Expert Review Panel for “Sound Transit 3” plan to meet for first time

An independent Expert Review Panel, appointed to provide review of Sound Transit’s Phase 3 Planning for the Regional Transit Long Range Plan, will meet for the first time on May 4-5 in Seattle. The 10-member panel was appointed by Governor Jay Inslee, the chairs of the state House and Senate transportation committees, Rep. Judy Clibborn and Sen. Curtis King, and Secretary of Transportation Lynn Peterson, in accordance with state legislation (RCW 81.104.110).

The role of the panel is to pose and assess critical questions, help guide the preparation of the Sound Transit 3 Plan through the panel’s review of key methodologies and assumptions, and ensure the assumptions in the plan are appropriate and reasonable. The panel’s technical review of the Sound Transit 3 Plan is necessary to guarantee that Sound Transit’s Board can make appropriate decisions for Sound Transit 3 investments in the region’s high-capacity transportation system.

On Monday, May 4, the panel will spend from 8:30 a.m. to 11:30 a.m. at the Mayflower Park Hotel Plymouth Room, 405 Olive Way in Seattle, learning about Sound Transit, the agency’s planning requirements and its role in the regional transportation system. The afternoon will be spent touring Capitol Hill Station and conducting a field review of the east corridor (to Bellevue and Redmond).

On Tuesday, May 5, the panel will reconvene at the Mayflower Park Hotel for briefings and discussion on Sound Transit’s Draft Supplemental Environmental Statement for the Regional Transit Long-Range Plan; the High-Capacity Transit System Planning Studies and Sound Transit’s system planning efforts for 2015.

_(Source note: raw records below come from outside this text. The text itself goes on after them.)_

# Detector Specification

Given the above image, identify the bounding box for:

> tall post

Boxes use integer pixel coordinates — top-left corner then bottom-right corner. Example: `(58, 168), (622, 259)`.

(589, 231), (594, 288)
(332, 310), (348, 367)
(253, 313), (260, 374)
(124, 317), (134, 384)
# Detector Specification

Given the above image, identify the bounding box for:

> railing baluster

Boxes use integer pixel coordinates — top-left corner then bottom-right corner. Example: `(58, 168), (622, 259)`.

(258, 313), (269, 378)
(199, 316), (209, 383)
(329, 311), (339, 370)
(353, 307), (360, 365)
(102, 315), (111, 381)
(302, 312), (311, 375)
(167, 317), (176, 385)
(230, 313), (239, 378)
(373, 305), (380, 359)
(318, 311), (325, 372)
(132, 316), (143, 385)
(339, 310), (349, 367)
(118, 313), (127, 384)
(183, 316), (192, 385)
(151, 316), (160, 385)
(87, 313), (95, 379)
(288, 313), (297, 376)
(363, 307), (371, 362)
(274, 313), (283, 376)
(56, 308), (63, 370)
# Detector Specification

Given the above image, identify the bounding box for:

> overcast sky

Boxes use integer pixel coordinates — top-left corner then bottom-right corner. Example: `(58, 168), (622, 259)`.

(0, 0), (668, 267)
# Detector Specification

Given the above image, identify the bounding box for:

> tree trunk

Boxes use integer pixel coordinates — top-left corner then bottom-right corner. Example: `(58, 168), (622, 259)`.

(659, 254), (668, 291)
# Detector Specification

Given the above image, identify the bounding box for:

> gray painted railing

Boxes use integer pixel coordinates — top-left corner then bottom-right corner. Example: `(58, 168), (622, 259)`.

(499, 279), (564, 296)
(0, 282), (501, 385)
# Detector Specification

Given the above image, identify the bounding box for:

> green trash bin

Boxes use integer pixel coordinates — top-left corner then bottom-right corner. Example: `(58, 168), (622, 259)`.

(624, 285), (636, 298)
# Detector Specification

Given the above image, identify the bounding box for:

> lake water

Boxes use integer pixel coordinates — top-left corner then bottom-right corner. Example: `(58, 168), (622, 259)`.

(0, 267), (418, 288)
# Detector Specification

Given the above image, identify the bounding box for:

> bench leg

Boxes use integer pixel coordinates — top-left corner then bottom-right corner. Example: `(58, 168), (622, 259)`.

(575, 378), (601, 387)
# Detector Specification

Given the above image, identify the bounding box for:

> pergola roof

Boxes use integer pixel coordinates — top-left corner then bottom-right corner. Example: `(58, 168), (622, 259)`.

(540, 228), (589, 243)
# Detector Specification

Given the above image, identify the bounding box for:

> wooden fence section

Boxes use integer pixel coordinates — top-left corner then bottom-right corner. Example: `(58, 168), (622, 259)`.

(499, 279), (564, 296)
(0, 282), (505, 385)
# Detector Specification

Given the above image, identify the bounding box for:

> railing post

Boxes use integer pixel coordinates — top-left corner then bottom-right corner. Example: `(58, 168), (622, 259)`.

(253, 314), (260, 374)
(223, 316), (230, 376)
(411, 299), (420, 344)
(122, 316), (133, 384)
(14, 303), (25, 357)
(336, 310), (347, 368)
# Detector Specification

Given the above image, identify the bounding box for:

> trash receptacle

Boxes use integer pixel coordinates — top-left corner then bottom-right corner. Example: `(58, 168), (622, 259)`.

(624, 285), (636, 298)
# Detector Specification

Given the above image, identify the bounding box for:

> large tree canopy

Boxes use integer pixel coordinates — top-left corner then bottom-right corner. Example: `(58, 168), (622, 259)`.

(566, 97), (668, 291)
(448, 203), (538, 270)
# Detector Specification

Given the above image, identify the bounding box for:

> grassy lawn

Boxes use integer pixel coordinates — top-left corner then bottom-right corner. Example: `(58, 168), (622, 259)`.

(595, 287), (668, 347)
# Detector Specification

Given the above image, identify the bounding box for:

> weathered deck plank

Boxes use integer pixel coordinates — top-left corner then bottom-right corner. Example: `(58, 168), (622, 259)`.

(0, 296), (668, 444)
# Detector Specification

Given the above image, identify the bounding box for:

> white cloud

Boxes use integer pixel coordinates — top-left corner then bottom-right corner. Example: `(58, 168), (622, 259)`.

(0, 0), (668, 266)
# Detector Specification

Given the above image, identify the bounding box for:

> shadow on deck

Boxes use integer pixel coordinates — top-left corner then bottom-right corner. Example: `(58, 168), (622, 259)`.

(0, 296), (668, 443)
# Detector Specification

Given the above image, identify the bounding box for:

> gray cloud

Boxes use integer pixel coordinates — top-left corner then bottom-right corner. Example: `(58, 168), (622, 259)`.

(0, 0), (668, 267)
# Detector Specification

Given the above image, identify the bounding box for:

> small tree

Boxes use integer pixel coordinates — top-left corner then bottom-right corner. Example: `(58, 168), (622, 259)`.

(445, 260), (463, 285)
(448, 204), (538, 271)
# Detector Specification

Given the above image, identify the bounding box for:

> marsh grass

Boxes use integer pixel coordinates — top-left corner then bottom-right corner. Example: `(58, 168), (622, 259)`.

The 10 panel members were selected from across the country. Collectively their expertise spans key technical areas, including project cost estimating, capital finance plan review, ridership forecasting, modal analysis, legal and political architecture of Sound Transit’s legislative charter, environmental impact statement preparation, local design and constructability, and transit operations and maintenance.